= Jeffrey Swann =

American classical pianist

Jeffrey Swann (born November 24, 1951) is an American classical pianist.

Swann was born in Arizona but moved to Dallas, Texas, as a young child. He began piano studies at the age of four. While attending St. Mark's School of Texas, he studied for seven years with Alexander Uninsky at Southern Methodist University in Dallas. (He was known at St. Mark's for practicing without shoes - socks only.) He received his Bachelor and Master of Music degrees from the Juilliard School under Beveridge Webster and Joseph Bloch. He completed his Doctor of Musical Arts degree under Adele Marcus, graduating with highest honors. During this time, he won the Young Concert Artists International Auditions in 1974 and opened the 1975–76 YCA Series at Carnegie Hall with his New York debut.
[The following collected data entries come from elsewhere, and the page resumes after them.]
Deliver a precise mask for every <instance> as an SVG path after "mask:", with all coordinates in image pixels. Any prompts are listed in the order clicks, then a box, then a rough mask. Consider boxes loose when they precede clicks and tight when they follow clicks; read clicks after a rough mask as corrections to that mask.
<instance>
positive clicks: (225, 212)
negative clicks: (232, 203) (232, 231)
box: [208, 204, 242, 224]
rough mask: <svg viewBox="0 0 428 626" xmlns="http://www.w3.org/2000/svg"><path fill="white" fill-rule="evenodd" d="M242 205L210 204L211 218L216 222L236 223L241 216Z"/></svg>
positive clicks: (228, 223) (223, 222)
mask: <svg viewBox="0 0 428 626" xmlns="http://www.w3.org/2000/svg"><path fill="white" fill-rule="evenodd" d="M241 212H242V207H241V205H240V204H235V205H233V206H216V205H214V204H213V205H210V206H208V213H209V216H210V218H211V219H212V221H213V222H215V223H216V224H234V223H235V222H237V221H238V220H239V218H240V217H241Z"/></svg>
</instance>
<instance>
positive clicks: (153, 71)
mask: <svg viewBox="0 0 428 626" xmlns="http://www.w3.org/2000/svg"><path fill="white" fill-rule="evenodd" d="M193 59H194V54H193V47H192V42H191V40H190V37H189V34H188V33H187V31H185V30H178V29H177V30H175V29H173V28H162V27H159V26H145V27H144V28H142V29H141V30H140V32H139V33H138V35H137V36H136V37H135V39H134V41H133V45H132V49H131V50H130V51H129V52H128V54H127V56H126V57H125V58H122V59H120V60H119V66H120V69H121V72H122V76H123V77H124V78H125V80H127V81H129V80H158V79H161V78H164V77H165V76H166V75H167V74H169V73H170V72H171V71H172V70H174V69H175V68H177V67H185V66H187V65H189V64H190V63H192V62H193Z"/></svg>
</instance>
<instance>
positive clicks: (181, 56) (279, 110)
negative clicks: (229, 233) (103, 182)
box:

He won first prize in the Dino Ciani Competition sponsored by La Scala in Milan, second prize at the Queen Elisabeth Music Competition in Brussels, and top honors in the Warsaw Chopin, Van Cliburn, Vianna da Motta and Montreal Competitions.

== Career ==
Swann has performed internationally in the United States, Europe, Latin America, and Asia. He has appeared as a soloist with numerous orchestras in North America and Europe and has presented lecture-recitals internationally. He has also served as a juror for piano competitions, including the Premio Venezia in Italy.

Among his festival appearances is the International Keyboard Institute & Festival, presented by the Kaufman Music Center in New York.